Managing member Pavlik Capital Management LLC
“I am like any other man. All I do is supply a demand.” - Al Capone. June, 2016 - Commentary
“I am like any other man. All I do is supply a demand.” - Al Capone. Throughout the course of the last several years I have tried to explain quantitative easing to my kids using supply and demand. I found the best way was by simply asking them, “If I gave you $10,000 what would you do?” My 12 year-old, without hesitation, said he would buy something for everyone in our family and save the rest. My 10 year-old would buy a PlayStation, a new I-pad and save the rest. My 7 year-old daughter eyes lit up so big she could barely speak then said, “Wait. You are going to give me $10,000!?!” Suffice it to say she would find a way to buy $10,000 worth of pink and purple clothes and stuffed animals. My point is that given choice and handed money, supply creates a wide range of demand.
I then tell them they can only buy baseball cards with the money. They all look at me kinda funny (I’m sure my daughter is wondering if they have pink and purple baseball cards) and calmly say, “Ok.” I then ask, “What do you think would happen to the price of baseball cards?” “Hmmm…they would go up?” I answer, “Maybe…but what if we gave $10,000 to everyone in the US and told them they could only buy baseball cards? What would happen to prices?” My 12 year-old blurts out, “They would go up…A LOT!” Yep, you got it.
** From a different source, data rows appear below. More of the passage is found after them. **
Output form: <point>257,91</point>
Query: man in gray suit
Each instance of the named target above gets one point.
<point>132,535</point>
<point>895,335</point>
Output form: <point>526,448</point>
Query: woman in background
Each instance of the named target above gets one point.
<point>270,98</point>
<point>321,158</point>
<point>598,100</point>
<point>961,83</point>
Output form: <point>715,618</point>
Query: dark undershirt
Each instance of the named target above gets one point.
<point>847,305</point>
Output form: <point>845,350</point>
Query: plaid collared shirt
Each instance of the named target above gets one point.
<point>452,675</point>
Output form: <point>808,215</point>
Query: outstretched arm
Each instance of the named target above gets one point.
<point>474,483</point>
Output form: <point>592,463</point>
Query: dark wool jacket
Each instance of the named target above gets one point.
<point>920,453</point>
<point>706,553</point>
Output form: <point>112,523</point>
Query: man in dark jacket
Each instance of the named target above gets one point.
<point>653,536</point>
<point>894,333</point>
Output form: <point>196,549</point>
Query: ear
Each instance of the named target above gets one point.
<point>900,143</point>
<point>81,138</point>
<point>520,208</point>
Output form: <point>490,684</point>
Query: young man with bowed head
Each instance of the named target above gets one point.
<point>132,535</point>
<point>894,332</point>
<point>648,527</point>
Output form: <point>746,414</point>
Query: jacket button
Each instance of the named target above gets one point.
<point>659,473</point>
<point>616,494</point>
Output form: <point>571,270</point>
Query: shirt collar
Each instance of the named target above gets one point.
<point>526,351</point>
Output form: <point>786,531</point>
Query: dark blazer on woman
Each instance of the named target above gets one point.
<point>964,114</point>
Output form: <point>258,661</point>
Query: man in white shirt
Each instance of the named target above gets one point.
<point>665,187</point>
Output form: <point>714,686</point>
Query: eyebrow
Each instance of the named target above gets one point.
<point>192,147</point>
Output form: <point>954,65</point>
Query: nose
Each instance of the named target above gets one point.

Central banks don’t understand much but they surely understand supply, demand and cornering markets. Crisis here, crisis there, quest for yield….whatever! It’s all supply and demand kids. Print money and prices go up…period. You can argue it is fear or uncertainty but I will call it the allocation (or misallocation) of unprecedented amounts of new capital. Interestingly though, over eight years the problem for the kids (and bankers) has becomes Capone-like as they have supplied too much demand thereby forcing them to buy something other than baseball cards (or what was initially only concentrated purchases of government debt).
Consider the progression of money printing around our globe as central banks have moved form market to market with the printing presses rolling. Our Fed began in 2009 and now holds approximately 23% of the outstanding US government bonds with a total balance sheet of $4.4 trillion. They started buying US Treasuries and quickly added agency debt and mortgage backed securities. The ECB has moved from sovereign debt to corporate bonds including now certain junk issues (their balance sheet is around $3.5 trillion). As a result, $512 billion of investment-grade European corporate bonds are yielding negative rates or 24% of the market (11x what it was just 6 months ago). The Bank of Japan began buying bonds in earnest in 2011 and now owns 24% of the outstanding domestic government debt yet still buys 90% of all newly issued government bonds every month (balance sheet of $4.1 trillion). In fact, the BOJ has bought so many baseball cards that they have begun to buy stocks. The result; as of last April the BOJ owned 10% of the Nikkei 225 index and is now a top 10 shareholder in 90% of the Nikkei 225 stocks and 55% of Japan’s ETF market! C’mon bankers: supply a demand!!!
This is money printing gone mad as what initially started with limited concentrated buying has now expanded to any asset the central banks can justify purchasing. As a result, we firmly believe the yield curve, P/E ratios and all metrics that were constantly quoted from a relative historical perspective are irrelevant as new market equilibriums surface daily due to the continuous printing of money. In places like Japan where debt-to-GDP levels are absolutely unsustainable we also believe a point of no return has been crossed. Fed Chair Ben Bernanke’s solution for Japan eight years after the crisis: print even more money, keep accumulating all the sovereign debt and eventually convert it all to zero-coupon, perpetual bonds. What the flower?!?!?!?
Homer Simpson; “A light bulb is either on or off.” Lisa Simpson: “Not if you use a dimmer switch.” Homer Simpson: “That’s what the dimmer switch companies want you to think.” Money printing is money printing and will, regardless of what everyone tells you, result in inflation at some point. Question: “If central banks globally printed another $19 trillion and allocated it to the people instead of the governments and corporations what would happen to prices?” We would get inflation…albeit short-lived and at the expense of a devalued currency; guaranteed. Last week, at the Republican National Convention, Donald Trump mentioned the US national debt was currently around $19,000,000,000,000. My 12 year-old son then turned to me and asked, “How do they pay that back?” I answered simply, “They don’t. They just print more money.” He looked at me and said, “I’m going to take a shower.” Lesson complete…the light bulb was clearly on. Stay hedged.